Грузовики с овцами и прицепы с лошадьми достигли конечной станции, и кривоногий Бэски показал Эннису, как навьючить мулов, взяв двух животных, набросив веревку на каждого из них двойным ромбом и закрепив узлами, а затем сказал: «Никогда не заказывай суп. Эти коробки с супом так трудно упаковывать». Три щенка, принадлежащие одной австралийской пастушьей собаке, отправились во вьючную корзину, а самый маленький — под куртку к Джеку. Он любил щенков. Эннис выбрал для себя крупную гнедую лошадь, которую звали Сигаретная задница, Джек — гнедую кобылку, которая, как оказалось позже, была очень пугливой. В ряду свободных лошадей была мышиного цвета кобыла, которая на вид понравилась Эннису. Эннис и Джек, собаки, лошади и мулы, тысячи овец и их ягнята наводнили тропу как грязная вода, переваливая через изгородь и двигаясь выше границы роста леса к огромному цветущему лугу и струящемуся, бесконечному ветру.
Они поставили большую палатку на площадке лесничества, надежно закрепив коробки с пищей и кормом для скота. Оба спали в лагере этой ночью, и Джек уже ворчал насчет приказа Джо Эгри спать с овцами и не разжигать огня, хотя рано утром он без лишних слов оседлал гнедую кобылу. Заря была стеклянно-оранжевой, окрашенная внизу желатиновой полоской бледно-зеленого. Темный силуэт горы медленно выцветал, пока не стал того же цвета, что и дым от костра, на котором Эннис готовил завтрак. Холодный воздух наполнился запахами, округлые камни и кусочки земли стали отбрасывать неожиданно длинные тени, а вытянутые столбы сосен под ними превратились в плиты темного малахита.
Днем Эннис смотрел через широкую пропасть и иногда видел Джека, маленькую точку, ползущую по высокому лугу, как насекомое ползет по столовой скатерти; Джек, в своем темном лагере, видел Энниса как огонек в ночи, красную вспышку на огромной черной фигуре горы.
В один из вечеров Джек пришел позже, с трудом передвигая ноги, выпил свои две бутылки пива, охлажденные в мокром мешке с северной стороны палатки, съел две миски тушенки, взял у Энниса четыре высохших печенья, консервированные персики и закурил, наблюдая за закатом.

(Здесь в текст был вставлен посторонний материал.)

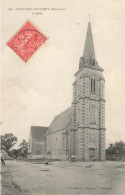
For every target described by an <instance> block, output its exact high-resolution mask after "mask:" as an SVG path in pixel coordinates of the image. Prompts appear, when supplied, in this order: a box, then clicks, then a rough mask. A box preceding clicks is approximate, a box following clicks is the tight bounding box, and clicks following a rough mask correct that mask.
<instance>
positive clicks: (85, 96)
mask: <svg viewBox="0 0 125 195" xmlns="http://www.w3.org/2000/svg"><path fill="white" fill-rule="evenodd" d="M102 73H103V69H102V68H101V67H100V66H99V65H98V62H97V60H96V57H95V51H94V43H93V36H92V29H91V23H90V22H89V23H88V29H87V35H86V40H85V46H84V52H83V56H82V57H81V58H80V61H79V70H78V71H77V73H76V74H75V77H76V80H75V82H74V84H73V103H72V105H73V129H74V132H75V146H74V148H75V150H74V154H75V155H76V157H77V159H79V160H82V161H92V160H97V161H105V130H106V129H105V97H104V90H105V89H104V87H105V79H104V78H103V75H102Z"/></svg>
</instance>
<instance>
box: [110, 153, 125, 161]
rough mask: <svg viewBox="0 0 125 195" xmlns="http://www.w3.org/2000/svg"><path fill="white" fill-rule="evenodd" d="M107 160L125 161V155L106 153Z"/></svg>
mask: <svg viewBox="0 0 125 195" xmlns="http://www.w3.org/2000/svg"><path fill="white" fill-rule="evenodd" d="M106 160H116V161H125V154H122V153H118V154H113V153H106Z"/></svg>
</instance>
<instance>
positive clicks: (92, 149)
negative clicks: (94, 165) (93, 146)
mask: <svg viewBox="0 0 125 195" xmlns="http://www.w3.org/2000/svg"><path fill="white" fill-rule="evenodd" d="M94 159H95V148H89V160H90V161H93V160H94Z"/></svg>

— Я мотаюсь туда-сюда по четыре часа в день, — сказал он сердито. — Пришел позавтракать, вернулся к овцам, вечером устроил их на ночь, пришел поужинать, вернулся к овцам и полночи не спишь, сторожишь их от койотов. Если по-честному, то я должен спать здесь. Эгри не может заставлять меня так работать.
— Поменяться не хочешь? — сказал Эннис. — Я не против быть пастухом. Могу спать там.
— Не в этом дело. Дело в том, что мы оба должны быть в лагере. И эта чертова палатка воняет кошачьей мочой или чем похуже.
— Я не против быть там.
— Знаешь что, ты будешь вставать по двадцать раз за ночь, смотреть, нет ли койотов. И я бы поменялся с тобой, но предупреждаю, повар из меня дерьмовый. Только открывать консервы и умею.
— Не хуже меня, значит. Решено — меняемся.
Еще час они отгоняли ночь желтой керосиновой лампой, и около десяти Эннис поехал на Сигаретной заднице, хорошей ночной лошади, сквозь мерцающий иней к овцам, неся с собой оставшееся печенье, банку джема и банку кофе. Он решил, что этого хватит ему на день, и он не будет лишний раз возвращаться — останется с овцами до ужина.